Fiction Reviews


The Hitch Hiker's Guide to the Galaxy

The Nearly Definitive Edition

(2014) Douglas Adams, William Heinemann, £30 / Can$39.95, hrdbk, 806pp, ISBN 978-0-434-02339-4

 

Arthur Dent is having a bad day, road builders are lined up with their machinery to knock down his house to make way for a new my-pass. However Arthur's friend Ford Prefect turns up insisting on taking Arthur to the pub for a pint having gotton the road builders to take a break. Ford, it seems, knows that the world is about to end. Indeed it is for a fleet of giant spaceships arrives at the Earth announcing that it is going to blow the planet up to make way for a new hyperspace by-pass… Just in the nick of time, Ford manages to get himself and Arthur onboard on of the spaceships before the Earth is destroyed. Ford, it seems, was not a human being after all, but an alien, a travel writer no less who was working on updating The Hitch Hiker's Guide to the Galaxy: The entry on 'Earth' had been 'harmless' but Ford had managed to beef this up, adding detail. Now it read: 'mostly harmless'. Well, the Galaxy is a big place and there is only so much room in the guide…

And so begins the late 20th century classic SF radio series The Hitch Hiker's Guide to the Galaxy.
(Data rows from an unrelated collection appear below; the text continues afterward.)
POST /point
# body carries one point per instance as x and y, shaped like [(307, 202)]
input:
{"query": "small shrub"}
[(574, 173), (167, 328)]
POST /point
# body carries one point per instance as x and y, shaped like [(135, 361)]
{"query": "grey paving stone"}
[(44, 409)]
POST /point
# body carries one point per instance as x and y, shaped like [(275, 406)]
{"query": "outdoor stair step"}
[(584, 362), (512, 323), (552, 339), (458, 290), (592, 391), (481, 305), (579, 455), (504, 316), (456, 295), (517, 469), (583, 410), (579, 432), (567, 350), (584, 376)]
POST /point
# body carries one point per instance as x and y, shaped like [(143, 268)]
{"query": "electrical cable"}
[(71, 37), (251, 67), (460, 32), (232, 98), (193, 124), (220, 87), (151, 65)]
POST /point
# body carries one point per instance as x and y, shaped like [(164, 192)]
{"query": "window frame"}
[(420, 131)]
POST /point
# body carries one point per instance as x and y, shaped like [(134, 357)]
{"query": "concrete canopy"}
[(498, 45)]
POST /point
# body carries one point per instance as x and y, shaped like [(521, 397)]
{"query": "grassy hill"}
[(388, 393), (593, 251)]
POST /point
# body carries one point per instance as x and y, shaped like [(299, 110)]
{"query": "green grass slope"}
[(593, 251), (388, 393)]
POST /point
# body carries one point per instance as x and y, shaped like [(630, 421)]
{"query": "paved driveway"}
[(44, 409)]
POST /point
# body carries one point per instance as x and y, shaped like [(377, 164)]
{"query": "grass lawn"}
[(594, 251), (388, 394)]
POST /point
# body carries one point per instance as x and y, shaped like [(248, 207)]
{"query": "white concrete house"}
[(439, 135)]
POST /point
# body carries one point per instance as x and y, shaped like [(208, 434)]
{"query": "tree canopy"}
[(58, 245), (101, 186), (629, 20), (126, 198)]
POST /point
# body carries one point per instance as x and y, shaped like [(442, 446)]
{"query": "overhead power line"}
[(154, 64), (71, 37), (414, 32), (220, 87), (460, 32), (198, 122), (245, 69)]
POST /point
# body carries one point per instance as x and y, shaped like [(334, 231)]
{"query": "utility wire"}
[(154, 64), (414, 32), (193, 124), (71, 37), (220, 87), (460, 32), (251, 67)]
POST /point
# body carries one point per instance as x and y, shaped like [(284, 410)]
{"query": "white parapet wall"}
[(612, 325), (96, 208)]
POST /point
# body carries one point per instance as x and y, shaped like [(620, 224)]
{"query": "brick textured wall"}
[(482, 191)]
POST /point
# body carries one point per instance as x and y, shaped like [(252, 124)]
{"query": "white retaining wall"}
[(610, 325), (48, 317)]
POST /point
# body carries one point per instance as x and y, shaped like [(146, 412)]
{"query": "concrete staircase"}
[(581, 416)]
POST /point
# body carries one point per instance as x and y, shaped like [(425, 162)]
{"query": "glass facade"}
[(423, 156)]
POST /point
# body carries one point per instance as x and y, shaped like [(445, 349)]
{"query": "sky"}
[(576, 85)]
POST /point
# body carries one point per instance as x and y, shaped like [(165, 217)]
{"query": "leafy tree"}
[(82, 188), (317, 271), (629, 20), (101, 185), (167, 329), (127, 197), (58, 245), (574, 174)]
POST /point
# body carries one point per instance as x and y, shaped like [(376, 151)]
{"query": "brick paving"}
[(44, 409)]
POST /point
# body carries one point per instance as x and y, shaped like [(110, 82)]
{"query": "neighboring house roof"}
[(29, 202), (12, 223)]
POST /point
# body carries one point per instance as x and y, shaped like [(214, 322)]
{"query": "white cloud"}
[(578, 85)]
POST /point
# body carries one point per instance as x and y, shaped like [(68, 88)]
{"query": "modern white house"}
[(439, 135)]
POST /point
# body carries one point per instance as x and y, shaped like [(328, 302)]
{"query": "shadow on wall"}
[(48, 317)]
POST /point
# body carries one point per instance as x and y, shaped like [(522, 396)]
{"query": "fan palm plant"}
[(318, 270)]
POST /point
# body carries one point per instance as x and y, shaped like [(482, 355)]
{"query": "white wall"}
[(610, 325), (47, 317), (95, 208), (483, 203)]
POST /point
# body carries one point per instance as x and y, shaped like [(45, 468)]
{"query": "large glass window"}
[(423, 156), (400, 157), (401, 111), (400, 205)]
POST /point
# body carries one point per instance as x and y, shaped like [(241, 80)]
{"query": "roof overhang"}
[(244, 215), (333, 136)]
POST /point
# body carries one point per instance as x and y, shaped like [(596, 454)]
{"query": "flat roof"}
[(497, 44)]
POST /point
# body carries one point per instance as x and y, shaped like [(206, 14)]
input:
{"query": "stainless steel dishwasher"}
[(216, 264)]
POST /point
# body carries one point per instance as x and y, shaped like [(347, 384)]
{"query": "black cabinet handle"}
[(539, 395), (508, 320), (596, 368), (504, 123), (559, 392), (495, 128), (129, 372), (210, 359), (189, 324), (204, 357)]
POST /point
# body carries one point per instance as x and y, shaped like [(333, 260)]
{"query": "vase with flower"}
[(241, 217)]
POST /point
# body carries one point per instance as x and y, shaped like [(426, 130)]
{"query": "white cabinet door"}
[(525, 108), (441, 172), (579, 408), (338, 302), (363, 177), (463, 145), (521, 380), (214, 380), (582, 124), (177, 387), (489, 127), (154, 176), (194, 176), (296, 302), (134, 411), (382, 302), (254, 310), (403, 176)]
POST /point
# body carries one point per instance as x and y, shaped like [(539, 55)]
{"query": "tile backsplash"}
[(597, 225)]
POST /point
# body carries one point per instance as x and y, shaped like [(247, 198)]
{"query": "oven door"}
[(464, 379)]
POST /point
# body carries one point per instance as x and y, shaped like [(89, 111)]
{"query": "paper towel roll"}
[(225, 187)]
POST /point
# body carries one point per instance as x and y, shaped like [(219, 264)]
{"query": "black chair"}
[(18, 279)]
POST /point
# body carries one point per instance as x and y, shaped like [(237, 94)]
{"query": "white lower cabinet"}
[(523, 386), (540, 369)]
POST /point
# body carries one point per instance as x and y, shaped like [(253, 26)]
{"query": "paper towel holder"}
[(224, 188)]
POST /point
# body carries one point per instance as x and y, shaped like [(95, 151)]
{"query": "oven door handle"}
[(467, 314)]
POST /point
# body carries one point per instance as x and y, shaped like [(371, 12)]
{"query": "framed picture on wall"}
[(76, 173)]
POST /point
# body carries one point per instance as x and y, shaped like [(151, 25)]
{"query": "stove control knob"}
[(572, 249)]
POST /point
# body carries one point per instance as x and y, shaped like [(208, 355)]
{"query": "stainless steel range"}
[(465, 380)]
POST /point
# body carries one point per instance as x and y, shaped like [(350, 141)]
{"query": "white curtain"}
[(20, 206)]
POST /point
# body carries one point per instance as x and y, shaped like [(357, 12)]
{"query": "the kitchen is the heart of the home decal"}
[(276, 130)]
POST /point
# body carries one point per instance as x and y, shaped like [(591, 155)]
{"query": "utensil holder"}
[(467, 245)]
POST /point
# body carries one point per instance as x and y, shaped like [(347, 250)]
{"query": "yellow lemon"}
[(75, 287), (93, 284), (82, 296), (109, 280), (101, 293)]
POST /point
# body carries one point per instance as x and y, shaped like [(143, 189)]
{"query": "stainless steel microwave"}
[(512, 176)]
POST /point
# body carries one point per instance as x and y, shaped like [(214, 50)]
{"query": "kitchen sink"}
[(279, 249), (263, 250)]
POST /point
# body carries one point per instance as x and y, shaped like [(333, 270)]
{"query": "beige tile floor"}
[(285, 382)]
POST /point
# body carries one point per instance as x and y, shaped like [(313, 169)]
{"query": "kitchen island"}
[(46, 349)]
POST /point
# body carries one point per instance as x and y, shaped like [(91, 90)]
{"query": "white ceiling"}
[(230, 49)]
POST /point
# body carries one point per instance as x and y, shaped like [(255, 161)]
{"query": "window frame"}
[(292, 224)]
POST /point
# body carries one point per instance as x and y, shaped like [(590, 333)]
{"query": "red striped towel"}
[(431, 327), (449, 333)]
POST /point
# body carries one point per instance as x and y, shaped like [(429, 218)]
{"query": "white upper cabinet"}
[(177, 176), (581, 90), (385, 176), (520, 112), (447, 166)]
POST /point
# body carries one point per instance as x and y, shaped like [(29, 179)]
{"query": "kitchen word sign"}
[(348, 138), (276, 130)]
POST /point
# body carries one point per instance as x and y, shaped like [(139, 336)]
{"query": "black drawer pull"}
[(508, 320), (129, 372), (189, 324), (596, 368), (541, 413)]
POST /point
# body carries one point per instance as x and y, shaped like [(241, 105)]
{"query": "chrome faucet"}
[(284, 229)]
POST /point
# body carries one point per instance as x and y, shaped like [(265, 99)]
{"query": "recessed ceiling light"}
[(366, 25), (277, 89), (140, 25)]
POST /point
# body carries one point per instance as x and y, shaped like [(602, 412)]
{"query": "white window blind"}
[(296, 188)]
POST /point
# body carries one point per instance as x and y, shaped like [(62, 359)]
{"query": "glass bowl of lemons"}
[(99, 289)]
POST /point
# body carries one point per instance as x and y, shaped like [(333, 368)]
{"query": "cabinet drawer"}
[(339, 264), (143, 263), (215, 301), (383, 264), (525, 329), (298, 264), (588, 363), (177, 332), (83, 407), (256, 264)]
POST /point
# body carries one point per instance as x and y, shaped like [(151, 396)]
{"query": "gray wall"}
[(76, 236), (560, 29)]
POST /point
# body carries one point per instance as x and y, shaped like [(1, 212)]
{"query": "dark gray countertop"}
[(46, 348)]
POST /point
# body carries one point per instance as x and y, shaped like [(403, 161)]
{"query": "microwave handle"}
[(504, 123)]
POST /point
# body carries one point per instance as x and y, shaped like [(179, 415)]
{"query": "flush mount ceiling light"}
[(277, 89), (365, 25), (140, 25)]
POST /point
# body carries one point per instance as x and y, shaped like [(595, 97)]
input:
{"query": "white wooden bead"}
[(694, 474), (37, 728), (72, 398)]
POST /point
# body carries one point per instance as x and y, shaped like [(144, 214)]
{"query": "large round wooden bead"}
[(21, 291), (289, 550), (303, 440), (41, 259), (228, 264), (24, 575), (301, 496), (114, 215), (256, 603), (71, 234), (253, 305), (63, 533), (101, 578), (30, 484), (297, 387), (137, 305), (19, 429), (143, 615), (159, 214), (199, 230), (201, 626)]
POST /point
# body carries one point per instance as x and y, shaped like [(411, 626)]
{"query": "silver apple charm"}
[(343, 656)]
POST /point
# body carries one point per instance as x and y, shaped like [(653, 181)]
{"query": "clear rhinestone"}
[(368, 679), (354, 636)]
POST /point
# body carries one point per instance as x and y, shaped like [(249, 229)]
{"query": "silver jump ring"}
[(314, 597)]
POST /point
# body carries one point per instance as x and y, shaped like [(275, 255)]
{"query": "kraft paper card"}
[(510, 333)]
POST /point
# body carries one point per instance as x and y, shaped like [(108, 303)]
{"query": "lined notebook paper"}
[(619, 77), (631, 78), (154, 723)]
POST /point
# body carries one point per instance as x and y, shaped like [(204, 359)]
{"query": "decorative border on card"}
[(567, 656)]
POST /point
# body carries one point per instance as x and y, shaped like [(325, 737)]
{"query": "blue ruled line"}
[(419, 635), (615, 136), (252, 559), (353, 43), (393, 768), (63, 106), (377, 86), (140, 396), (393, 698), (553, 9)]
It went on for four seasons but it was the first, together with the Christmas Special edition (all broadcast 1978 on BBC Radio 4) that catapulted this work and Adams into the SF halls of fame. I do not know whether it was the constraint of the radio format and/or John Lloyd's collaboration on the first season that made the first part of The Hitch Hiker's Guide to the Galaxy oeuvre by far the best, but it did make a huge ratings splash and the first novel (confusingly called The Hitch Hiker's Guide to the Galaxy but which only featured the story's very beginnings) a number one fiction best-seller in Britain and for season one of the show to be nominated for a Hugo Award for 'Best Dramatic Presentation' (sadly it did not win as the large American contingent at the 1979 Worldcon that had a rare manifestation in Britain had not heard of The Hitch Hiker's Guide to the Galaxy).

It is now 35 years on since the first broadcast and since then we have had the five books (1979-1992) that made up the saga that also came out in a number of subsequent editions in a number of countries, tweaked and re-tweaked. But here we are and Random House's imprint William Heinemann have done a marvellous job of bringing together the final editions of the books together with ancillary material, into this omnibus edition: The Hitch Hiker's Guide to the Galaxy – The Nearly Definitive Edition.

Included are introductions by biologist and Adam's friend Richard Dawkins, as well as Nick Harkaway. Also there is a 'Guide to the Guide' by Adams himself outlining how the various editions evolved. Plus there are a couple of related stories. William Heinemann has done a wonderful job on the production with a stamped, cloth-feel, silver print hardback. It is also of similar height to the recent Jem Roberts biography of Adams published by Preface which is itself another imprint of Random House. Both volumes would sit finely side-by-side on any Hitch-hiker fans bookshelf, or wrapped in a towel when hitching.